WELSH primary schools are improving at record rates, but could do even better if key stage 2 teachers did not focus on preparing pupils for tests, the Welsh chief inspector has said.

Teaching improved more in the past year than in any of the previous four, said Susan Lewis, head of Estyn, the Welsh education and training inspectorate. Her annual report, published last week, rates teaching as good or better in 60 per cent of lessons.

Primary pupils now achieve good or very good standards in 60 per cent of classes, exceeding the Welsh Assembly target of 50 per cent. Ms Lewis said abolition of KS1 tests in Wales last summer had influenced the results.

“Getting rid of tests for pupils at seven means teachers do not need to prepare them for tests in English and mathematics and can spend more time teaching the programmes of study for all subjects,” she said.

But she added: “Some teachers in Year 6 continue to concentrate too much on activities in English, mathematics and science that focus too narrowly on questions similar to those in the national tests. This often leaves too little time for other subjects and for practical and problem-solving activities.”

Ms Lewis said her comments were not a demand for the abolition of KS2 testing but a call for greater creativity in the classroom.

Geraint Davies, Welsh secretary of the National Association of Schoolmasters Union of Women Teachers, said: “There is evidence that too much time in Year 6 is wasted on teaching to the test, so we are seeing pupil disaffection set in at an early age. Testing affects truancy and pupil misbehaviour.”

Truancy is a particular problem in Wales. Estyn’s report says that 17,000 pupils are absent from Welsh secondary schools every day. More than 40 per cent of schools regularly have more than one in 10 pupils absent.

Ms Lewis called for more options for disaffected pupils, including partnerships with employers and colleges.

Estyn’s 2001-2 report is available at www.estyn.gov.ukannual_report.asp

LEARNING CURVE

* Standards in primary schools have improved more in the past year than in any of the previous four years.

* Teaching is good or better in 60 per cent of primary lessons and 69 per cent of secondary lessons.

* Only 3 per cent of lessons are unsatisfactory in both primary and secondary sectors.

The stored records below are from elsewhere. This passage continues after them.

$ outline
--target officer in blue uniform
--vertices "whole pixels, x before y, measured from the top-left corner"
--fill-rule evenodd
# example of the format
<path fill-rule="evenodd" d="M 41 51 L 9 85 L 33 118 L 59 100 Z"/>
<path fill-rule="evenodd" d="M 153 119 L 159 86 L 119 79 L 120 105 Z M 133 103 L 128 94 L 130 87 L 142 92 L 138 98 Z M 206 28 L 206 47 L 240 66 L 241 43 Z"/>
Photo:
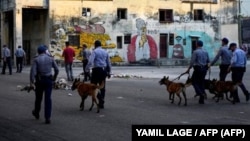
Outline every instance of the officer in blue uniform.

* There is more unsatisfactory work in Welsh as a second language than in any other subject, particularly at key stage 3.

* The percentage of pupils gaining GCSE grades A*-C in core subjects (maths, science and English or Welsh) remains at 37 per cent - lower than the target set by the Welsh Assembly.

* The number of schools where fewer than a quarter of pupils gain five GCSE grades A*-C rose from seven last year to 11 this year. The Assembly had intended to have no schools in this category by 2002.